Kenya is also a major leader and opened Africa’s largest wind farm last year and is on course to soon be able to claim 100% renewable energy from a range of sources including geothermal and solar.
Investment in clean energy in sub-Saharan Africa jumped to $7.4 billion in 2018 up from $2.3 billion in 2017. South Africa accounted for $4 billion of investment driven by a major onshore wind project in 2018.
Clean, renewable energy is being adopted across sub-Saharan Africa boosted by policy incentives, backing by donors to overcome the lack of local finance and developing de-risking mechanisms for reluctant governments.
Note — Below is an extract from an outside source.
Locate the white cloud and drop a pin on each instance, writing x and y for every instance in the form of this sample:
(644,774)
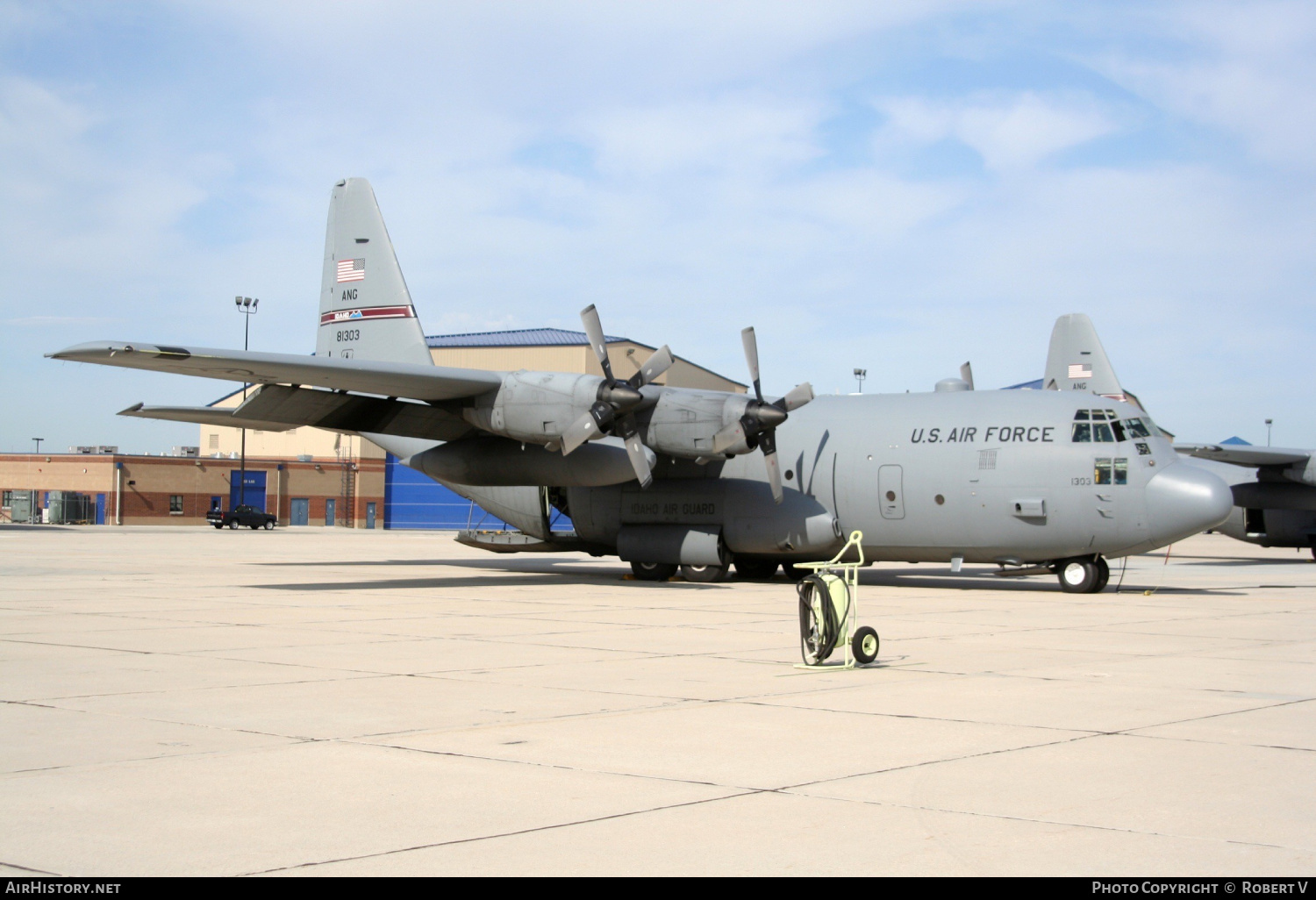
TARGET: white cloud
(1008,132)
But it’s not all plain-sailing: “Governments are struggling to afford existing power purchase agreements and will have to make hard choices if they are to find room for renewables.”
While clean energy policies are somewhat limited to tax incentives, BNEF analysts think “low hydro availability and a growing reluctance to finance coal will boost investment in renewables in the long run.” That’s a good news, it helps that gas and coal are somewhat curtailed by the cost of the infrastructure required to implement new projects.
*Title photo : Olkaria IV Geothermal power plant near the Rift Valley town of Naivasha, Kenya Feb. 15, 2018.